I now 'use that method for ALL my LF B&W films.. my reasoning is that the hominid eye is first 'drawn to the 'lighter' areas for 'information' in that area before seeking fine details in the 'shadows'.
Now... before y'all try and 'shut me down' might I suggest that you 'give it a try' before telling me I'm an idiot and I don't know what I'm talking about... but I've used it for years and I'm more that just 'satisfied' with the results.
Ken
Yep, that's probably the best way to expose Kodachrome or any other transparency film. Notice that you're basing your exposure on the least-dense area of the film (the whites in transparency film are the least dense). Note also, that basing your exposure on a shadow value for negative film is the same thing, in essence. For transparency film, there's not much contrast control, so the shadows get sacrificed in favor of texture in the high values in contrasty situations. With B&W film, we don't have to settle for this. Still, using a similar metering method isn't necessarily going to give you bad negatives.
The late Fred Picker of Zone VI Studio fame used to recommend placing a high value (Zone VIII iirc) and forgetting about the rest when shooting black and white. This works pretty well, actually, in all but the more contrasty situations, especially if you rate your film at half the box speed, which he routinely did. Where this method breaks down is in situations with large subject-brightness ranges. In these cases, basing your exposure on a highlight value that's many Zones away from a shadow area you may want detail in ends up underexposing said shadow. Think dark interior with a window and a bright daylight scene outside. If you base your exposure on the scene in the window, that dark interior will end up featureless. The ideal way to deal with this situation (with negative film) is to meter the interior and adjust development (or somehow otherwise deal with contrast) for the high values. One can save the shadows if one recognizes the situation as very contrasty and adds exposure to the meter reading (basically a high-contrast exposure factor) to get adequate exposure in the low values. If the negative is then developed "normally," one would hope that the normal development was not too aggressive, and that one had enough other contrast controls (VC paper, etc.) to get the print made.
Fred also didn't use a lot of different development times (N, N+, N-), but just two, N and N+1 1/2; he felt that contraction developments always yielded poor prints. So, you can bet that his development times were on the short side. He'd meter and place his highlight value, make two identical negatives, develop one normally and one at N+1 1/2 and then print the one that worked best. As I said, this works well in the majority of situations. It's basically what I do when shooting roll film; I just add modify it by adding additional exposure for contrasty situations, thereby reducing the risk of dumping the shadows.
So, Ken, I'm not surprised that that a similar method has worked for you well over the years. Just realize that it's a simplification that works in the majority of cases, but not all.

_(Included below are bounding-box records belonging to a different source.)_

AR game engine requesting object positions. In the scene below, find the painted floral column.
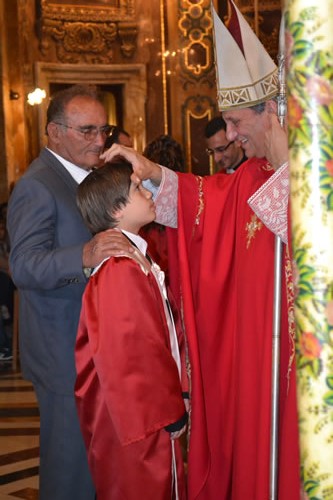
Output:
[286,0,333,500]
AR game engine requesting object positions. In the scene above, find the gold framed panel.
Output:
[39,0,134,22]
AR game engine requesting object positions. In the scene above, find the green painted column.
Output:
[285,0,333,500]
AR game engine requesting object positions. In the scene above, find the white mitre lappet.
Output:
[211,0,278,111]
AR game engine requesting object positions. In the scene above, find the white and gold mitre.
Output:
[211,0,278,111]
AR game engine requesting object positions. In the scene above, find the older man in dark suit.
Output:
[8,85,128,500]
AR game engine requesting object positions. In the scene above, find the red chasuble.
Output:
[170,159,300,500]
[75,257,187,500]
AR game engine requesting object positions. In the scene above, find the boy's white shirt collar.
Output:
[121,229,148,255]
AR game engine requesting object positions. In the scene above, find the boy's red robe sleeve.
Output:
[76,258,185,444]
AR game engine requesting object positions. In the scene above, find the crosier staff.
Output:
[270,9,287,500]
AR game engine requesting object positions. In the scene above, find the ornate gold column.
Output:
[286,0,333,494]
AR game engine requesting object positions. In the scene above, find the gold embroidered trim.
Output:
[245,214,263,248]
[194,176,205,226]
[284,245,296,388]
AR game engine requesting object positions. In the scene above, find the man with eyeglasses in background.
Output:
[8,85,130,500]
[205,116,247,174]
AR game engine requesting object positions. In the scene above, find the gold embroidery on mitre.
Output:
[245,214,263,248]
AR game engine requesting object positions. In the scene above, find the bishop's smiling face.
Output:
[222,101,272,158]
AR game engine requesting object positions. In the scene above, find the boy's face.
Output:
[115,181,156,234]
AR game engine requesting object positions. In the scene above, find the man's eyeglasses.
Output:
[206,141,234,156]
[54,122,114,141]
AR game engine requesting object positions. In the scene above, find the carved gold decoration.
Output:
[40,0,138,64]
[40,0,135,22]
[178,0,213,79]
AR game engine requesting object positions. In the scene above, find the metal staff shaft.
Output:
[270,15,287,500]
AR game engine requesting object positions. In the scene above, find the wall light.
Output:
[9,90,20,101]
[27,87,46,106]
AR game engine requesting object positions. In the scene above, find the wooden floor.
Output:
[0,361,39,500]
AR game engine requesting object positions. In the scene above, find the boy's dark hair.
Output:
[205,116,227,139]
[76,161,133,234]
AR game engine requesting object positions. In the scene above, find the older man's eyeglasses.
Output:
[206,141,234,156]
[54,122,114,141]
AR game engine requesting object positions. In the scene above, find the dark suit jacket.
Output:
[8,149,91,395]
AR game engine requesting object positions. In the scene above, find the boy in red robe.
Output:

Basing negative-film exposure on a shadow value
always ensures adequate shadow exposure. Even if one develops everything at one developing time, the resulting range of contrasts can be fairly easily dealt with with printing controls provided that one arrives at a standard developing time that places both extremes (high- and low-contrast scenes) in the printable range. For those of us that shoot sheet film, tweaking development time a bit for scenes that are more or less contrasty than normal is easy. For roll film users, less so. If you want to modify your method to compensate for loss of shadow detail in really contrasty situations, just overexpose a stop from your meter reading when the contrast is great. That will increase your chances in those trickier situations.